How to behave in a complex open-ended environment?

Multiple complimentary approaches are available for modelling the adaptive behaviour of individual agents in complex systems, and in this work reinforcement learning is the focus. A core problem here is that unambiguous identification of rewards driving the behaviour of entities operating in complex (open-ended) real-world environments is at least difficult, if not impossible. In part this is because the true goals of agents are not observable; also, reward-driven behaviours emerge endogenously over longer timescales and are dynamically updated as environments change. Defining a reliable reward function to use in models therefore remains a challenge. Reproducing the emergence of rewards is a potential solution, and would be have application in many domains. Simulation experiments will be described which assess a candidate algorithm for the dynamic updating of rewards, RULE: Reward Updating through Learning and Expectation.

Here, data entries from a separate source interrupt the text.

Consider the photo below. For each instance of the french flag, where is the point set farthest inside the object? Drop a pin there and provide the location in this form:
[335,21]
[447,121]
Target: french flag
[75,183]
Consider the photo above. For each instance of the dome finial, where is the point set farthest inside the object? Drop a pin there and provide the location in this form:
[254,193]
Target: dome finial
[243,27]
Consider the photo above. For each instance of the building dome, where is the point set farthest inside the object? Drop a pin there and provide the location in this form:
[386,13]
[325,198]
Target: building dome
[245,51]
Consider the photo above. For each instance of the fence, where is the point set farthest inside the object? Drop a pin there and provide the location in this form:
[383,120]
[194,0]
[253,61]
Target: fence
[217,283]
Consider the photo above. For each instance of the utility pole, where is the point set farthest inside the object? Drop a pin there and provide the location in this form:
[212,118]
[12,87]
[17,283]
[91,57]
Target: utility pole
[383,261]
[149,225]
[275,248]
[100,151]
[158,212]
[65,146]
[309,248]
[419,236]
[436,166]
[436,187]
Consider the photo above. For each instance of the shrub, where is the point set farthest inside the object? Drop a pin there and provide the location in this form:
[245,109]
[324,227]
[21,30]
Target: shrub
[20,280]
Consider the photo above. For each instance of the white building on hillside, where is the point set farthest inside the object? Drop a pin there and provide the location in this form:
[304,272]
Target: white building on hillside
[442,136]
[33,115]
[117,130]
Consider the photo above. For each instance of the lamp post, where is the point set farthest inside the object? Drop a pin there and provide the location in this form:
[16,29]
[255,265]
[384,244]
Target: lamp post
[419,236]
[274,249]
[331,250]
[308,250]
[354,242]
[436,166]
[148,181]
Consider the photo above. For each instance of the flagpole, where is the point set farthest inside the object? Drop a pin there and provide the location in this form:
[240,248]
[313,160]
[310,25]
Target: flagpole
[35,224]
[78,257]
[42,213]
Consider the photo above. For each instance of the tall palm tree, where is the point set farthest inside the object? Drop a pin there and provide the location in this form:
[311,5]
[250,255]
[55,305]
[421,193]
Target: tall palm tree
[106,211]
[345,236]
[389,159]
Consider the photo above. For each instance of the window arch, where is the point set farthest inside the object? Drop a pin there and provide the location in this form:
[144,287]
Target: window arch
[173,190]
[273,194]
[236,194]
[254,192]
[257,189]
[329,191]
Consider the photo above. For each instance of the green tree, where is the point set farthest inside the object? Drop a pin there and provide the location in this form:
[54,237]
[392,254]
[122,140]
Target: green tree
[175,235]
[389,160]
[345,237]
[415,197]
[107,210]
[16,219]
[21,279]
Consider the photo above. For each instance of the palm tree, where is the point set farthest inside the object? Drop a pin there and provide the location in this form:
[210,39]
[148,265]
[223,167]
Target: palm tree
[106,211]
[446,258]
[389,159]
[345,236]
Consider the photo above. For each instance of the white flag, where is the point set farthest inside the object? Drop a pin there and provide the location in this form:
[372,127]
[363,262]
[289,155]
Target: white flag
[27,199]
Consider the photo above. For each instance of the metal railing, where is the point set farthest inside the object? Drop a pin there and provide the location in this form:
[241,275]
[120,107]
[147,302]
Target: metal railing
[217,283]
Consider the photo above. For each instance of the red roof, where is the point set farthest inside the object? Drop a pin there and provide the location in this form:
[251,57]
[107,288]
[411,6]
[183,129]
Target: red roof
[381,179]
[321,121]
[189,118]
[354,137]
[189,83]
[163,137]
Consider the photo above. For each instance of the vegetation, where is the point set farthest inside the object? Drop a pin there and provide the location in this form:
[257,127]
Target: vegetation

The approach is tested in a simplified ecosystem-like setting where manipulated conditions challenge the survival of an entity population, calling for significant behavioural change.

About the speaker:

Richard Bailey is Professor of Environmental Systems at the University of Oxford. His academic life in began in Earth Sciences and he holds a PhD from London University in solid state physics, with applications to long-term environmental change. Over many years, Richard developed a fascination with complex systems and eventually moved out of physics and in to the modelling of large scale environmental systems, with applications first in ecology and more recently in coupled human-environmental systems. He is very much interested in theoretical issues, but also tries to be useful in helping solve significant environmental problems. His applied work over the last 10 years has focused on fisheries and ocean ecology, plastic pollution, and; agriculture.

Richard works with various international bodies: UN on plastics; governments, NGOs, charities on plastic and on oceans; a small number of US start-ups on AI/ML applications for environmental solutions.